Subscribe to The Chicago Manual of Style Online
Citation, Documentation of Sources
Q. In my work I encounter many European authors who, in academic texts, insist on using “pp.” when subsequently using an “ff.” notation (writing, for instance, “pp. 173ff.”). Setting aside the advisability of using “ff.” as opposed to giving readers a specific page range, I feel quite certain that the abbreviation should be “p.” rather than “pp.” It does, after all, mean “and the following pages.” And one would never say “pages 173 and the following pages.” Yet I can’t find any explicit style-guide help to back me up here so as to silence the protests claiming that “pp.” is proper since multiple pages are being cited. Your thoughts?
A. Either choice is defensible, but we would side with your authors’ preference for “pp.”
The first eleven editions of the Manual (1906 through 1949) included a pair of examples that back up this usage (these examples are from the eleventh edition; the examples in the first ten editions included an equals sign after each opening parenthesis):
pp. 5 f. (page 5 and the following page)
pp. 5 ff. (page 5 and the following pages)
(Note the thin spaces between the numeral and “f.” or “ff.”—recommended in the first eleven editions and represented here with Unicode character number 2009; Chicago now omits that space.)
You’re right that “ff.” is typically interpreted as meaning “and the following pages,” but it’s Latin (it stands for a plural form of the word that survives in English as “folio”), and besides, it’s just a shorthand.

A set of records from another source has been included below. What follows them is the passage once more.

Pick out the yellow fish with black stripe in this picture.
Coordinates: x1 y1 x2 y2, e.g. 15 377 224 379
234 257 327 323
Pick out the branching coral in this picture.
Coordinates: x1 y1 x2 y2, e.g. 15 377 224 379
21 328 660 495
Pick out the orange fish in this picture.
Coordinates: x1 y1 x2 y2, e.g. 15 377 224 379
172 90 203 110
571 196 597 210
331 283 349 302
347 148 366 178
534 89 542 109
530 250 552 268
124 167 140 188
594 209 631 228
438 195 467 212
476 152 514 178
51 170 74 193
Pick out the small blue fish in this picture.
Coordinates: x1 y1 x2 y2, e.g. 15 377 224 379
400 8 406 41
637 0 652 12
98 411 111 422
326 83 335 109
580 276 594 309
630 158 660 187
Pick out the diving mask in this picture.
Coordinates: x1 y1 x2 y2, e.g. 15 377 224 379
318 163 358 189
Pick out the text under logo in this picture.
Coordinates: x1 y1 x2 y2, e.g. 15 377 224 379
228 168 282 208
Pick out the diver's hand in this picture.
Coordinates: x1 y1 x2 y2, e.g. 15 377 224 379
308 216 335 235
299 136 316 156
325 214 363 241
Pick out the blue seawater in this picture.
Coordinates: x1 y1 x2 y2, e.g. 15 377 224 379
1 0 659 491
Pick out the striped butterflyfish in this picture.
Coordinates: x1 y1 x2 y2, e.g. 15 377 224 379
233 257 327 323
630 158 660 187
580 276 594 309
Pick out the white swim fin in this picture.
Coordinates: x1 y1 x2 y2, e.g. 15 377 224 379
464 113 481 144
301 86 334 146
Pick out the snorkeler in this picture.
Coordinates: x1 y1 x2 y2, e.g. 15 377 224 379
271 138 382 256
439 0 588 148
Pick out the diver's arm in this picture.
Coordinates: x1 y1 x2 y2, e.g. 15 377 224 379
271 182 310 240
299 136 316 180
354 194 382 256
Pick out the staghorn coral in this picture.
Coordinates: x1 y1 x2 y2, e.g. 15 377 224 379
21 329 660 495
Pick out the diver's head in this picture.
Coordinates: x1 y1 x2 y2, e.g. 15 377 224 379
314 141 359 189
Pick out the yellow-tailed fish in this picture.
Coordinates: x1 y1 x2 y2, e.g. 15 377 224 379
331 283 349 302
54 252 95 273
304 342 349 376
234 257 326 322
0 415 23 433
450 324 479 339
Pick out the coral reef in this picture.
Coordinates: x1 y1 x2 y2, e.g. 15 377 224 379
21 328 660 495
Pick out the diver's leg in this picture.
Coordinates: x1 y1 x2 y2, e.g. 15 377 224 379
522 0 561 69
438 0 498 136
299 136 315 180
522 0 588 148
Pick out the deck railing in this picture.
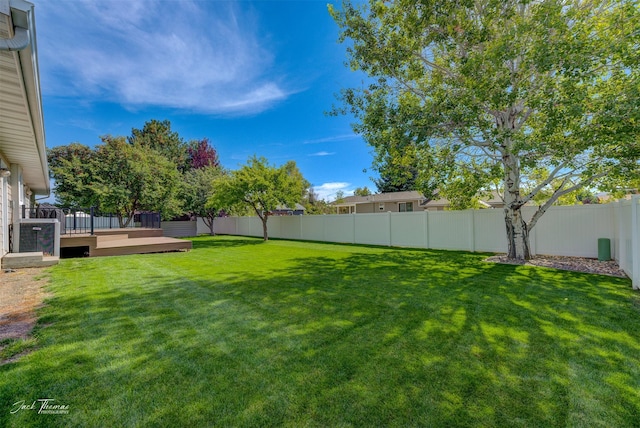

If it helps, you can think of “pp. 173ff.” as equivalent to an indeterminate range expressed as “pp. 173–.”
CMOS 17 allows “ff.” in certain cases (though not in an index), but we discourage the singular “f.” because it’s always more helpful simply to include the following page (e.g., 173–74, not 173f.). See CMOS 14.149. And though CMOS no longer includes an example of these abbreviations with “pp.” (our primary recommendation omits “p.” and “pp.” with page numbers in source citations), we defer to the usage established by the earlier editions of the Manual.